Yalnız tövbe edip iman ederek iyi ve güzel işler yapanlara gelince, işte onlar kesinlikle kurtuluşa erenlerden olacaklar.
Bknz: (20/82)
Yalnız tövbe edip iman ederek iyi ve güzel işler yapanlara gelince, işte onlar kesinlikle kurtuluşa erenlerden olacaklar.
Bknz: (20/82)
Aşağıdaki bir mealin,
* Hatalı olduğunu düşünüyorsanız,
* Telif hakkı sahibiyseniz
(Yazar, Yayınevi vs. kurumsal e postası ile),
bize iletişim bölümünden ulaşabilirsiniz.
Fakat tövbe eden ve inanan ve iyi işlerde bulunan, umulur ki kurtulanlardan olur, muradına erer.
(Kasas 67)Ancak her kim (küfür ve kötülükten samimiyetle) tevbe edip, iman eder ve salih ameller işlerse (ve geri kalan ömrünü Hakk ve hayır üzere geçirirse) artık onlar kurtuluşa erenlerden olmayı umabilir.

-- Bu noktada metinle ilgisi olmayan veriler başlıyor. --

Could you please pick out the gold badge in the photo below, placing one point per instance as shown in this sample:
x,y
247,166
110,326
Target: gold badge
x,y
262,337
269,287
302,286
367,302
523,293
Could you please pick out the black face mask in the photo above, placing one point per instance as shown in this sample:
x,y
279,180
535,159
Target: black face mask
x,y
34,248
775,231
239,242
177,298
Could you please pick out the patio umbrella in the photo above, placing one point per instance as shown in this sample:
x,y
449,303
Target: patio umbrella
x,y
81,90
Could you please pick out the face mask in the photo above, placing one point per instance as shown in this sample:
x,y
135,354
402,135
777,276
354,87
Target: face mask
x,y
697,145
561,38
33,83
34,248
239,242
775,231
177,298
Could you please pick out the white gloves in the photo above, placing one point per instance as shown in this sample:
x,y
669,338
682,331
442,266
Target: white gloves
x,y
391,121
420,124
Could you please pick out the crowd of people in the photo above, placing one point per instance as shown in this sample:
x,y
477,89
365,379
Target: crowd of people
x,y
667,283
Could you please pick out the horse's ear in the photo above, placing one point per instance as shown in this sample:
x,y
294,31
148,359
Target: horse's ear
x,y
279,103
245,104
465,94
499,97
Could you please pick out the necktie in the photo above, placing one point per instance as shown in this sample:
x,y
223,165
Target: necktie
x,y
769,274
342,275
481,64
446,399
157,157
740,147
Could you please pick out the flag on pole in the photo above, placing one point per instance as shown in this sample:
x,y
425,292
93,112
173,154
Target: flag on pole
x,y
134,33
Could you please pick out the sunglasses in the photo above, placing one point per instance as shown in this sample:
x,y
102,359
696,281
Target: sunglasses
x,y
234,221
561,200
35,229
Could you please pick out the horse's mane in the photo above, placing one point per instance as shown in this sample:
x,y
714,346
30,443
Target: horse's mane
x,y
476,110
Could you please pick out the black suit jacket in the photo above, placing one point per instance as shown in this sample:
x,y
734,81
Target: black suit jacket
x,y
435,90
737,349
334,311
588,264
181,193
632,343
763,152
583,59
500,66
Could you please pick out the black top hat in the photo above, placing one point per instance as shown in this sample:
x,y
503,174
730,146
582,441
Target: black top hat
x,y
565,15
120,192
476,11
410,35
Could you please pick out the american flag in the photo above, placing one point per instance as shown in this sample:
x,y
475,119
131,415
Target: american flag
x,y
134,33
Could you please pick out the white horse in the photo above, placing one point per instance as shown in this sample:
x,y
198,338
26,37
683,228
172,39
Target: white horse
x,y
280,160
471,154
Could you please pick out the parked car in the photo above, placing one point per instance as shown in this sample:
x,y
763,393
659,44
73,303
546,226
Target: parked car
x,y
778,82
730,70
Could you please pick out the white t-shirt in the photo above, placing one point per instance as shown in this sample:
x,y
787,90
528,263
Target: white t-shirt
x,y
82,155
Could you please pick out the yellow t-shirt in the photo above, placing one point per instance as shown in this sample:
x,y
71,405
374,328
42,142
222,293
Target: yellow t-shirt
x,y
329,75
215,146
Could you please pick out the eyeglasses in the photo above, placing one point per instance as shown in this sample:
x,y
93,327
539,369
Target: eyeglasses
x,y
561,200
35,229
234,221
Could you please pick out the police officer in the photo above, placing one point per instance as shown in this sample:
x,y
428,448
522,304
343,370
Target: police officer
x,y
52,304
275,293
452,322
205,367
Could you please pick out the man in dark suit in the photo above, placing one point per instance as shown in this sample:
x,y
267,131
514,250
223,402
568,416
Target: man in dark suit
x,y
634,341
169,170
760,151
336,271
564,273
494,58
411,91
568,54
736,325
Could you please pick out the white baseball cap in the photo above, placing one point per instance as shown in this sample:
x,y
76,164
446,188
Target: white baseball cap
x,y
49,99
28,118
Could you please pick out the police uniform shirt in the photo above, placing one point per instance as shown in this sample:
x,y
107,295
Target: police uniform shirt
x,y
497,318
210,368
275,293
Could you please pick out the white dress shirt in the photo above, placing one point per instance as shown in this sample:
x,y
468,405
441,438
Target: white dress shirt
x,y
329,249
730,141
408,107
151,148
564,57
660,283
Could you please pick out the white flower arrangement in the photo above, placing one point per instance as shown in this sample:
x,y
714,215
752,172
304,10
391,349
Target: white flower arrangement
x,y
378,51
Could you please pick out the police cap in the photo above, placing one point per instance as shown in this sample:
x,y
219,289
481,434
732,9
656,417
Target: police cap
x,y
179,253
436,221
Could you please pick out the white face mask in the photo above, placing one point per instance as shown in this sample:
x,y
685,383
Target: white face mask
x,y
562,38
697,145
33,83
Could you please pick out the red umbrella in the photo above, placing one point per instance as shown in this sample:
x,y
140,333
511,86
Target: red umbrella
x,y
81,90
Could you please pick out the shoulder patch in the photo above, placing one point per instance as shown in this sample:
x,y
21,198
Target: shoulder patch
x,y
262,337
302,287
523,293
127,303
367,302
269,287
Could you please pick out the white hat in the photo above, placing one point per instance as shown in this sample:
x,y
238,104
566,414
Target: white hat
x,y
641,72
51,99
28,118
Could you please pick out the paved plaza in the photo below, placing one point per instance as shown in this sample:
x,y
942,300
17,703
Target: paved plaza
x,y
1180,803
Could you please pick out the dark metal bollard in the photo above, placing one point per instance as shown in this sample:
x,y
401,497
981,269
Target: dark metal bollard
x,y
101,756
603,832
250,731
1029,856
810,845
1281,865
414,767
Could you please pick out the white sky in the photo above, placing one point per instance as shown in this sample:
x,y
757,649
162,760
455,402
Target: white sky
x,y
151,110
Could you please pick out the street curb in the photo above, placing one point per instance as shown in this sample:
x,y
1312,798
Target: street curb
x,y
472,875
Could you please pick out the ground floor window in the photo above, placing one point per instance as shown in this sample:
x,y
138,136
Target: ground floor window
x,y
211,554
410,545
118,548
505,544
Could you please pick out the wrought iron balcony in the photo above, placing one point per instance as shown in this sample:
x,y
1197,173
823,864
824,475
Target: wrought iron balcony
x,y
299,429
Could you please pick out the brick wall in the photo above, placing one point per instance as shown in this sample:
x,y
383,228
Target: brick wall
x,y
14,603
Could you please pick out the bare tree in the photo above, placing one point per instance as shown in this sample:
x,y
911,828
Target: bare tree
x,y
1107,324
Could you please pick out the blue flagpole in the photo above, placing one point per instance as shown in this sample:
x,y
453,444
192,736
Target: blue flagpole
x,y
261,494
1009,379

(Kasas 67)Ama buna karşılık pişman olup, doğru yola dönen ve dolayısıyla inanıp, doğru dürüst davranışlar ortaya koyan kişiye gelince, böyle biri kurtuluşa erenlerden olabilir.
(Kasas 67)Fakat tevbe eden, iman edip iyi işler yapan kimseye gelince, onun kurtuluşa erenler arasında olması umulur.
(Kasas 67)Fakat kim yanlışından pişmanlıkla geri dönüp, iman edip imanının gereğini uygularsa, (işte onun) kurtuluşa erenlerden olması umulur.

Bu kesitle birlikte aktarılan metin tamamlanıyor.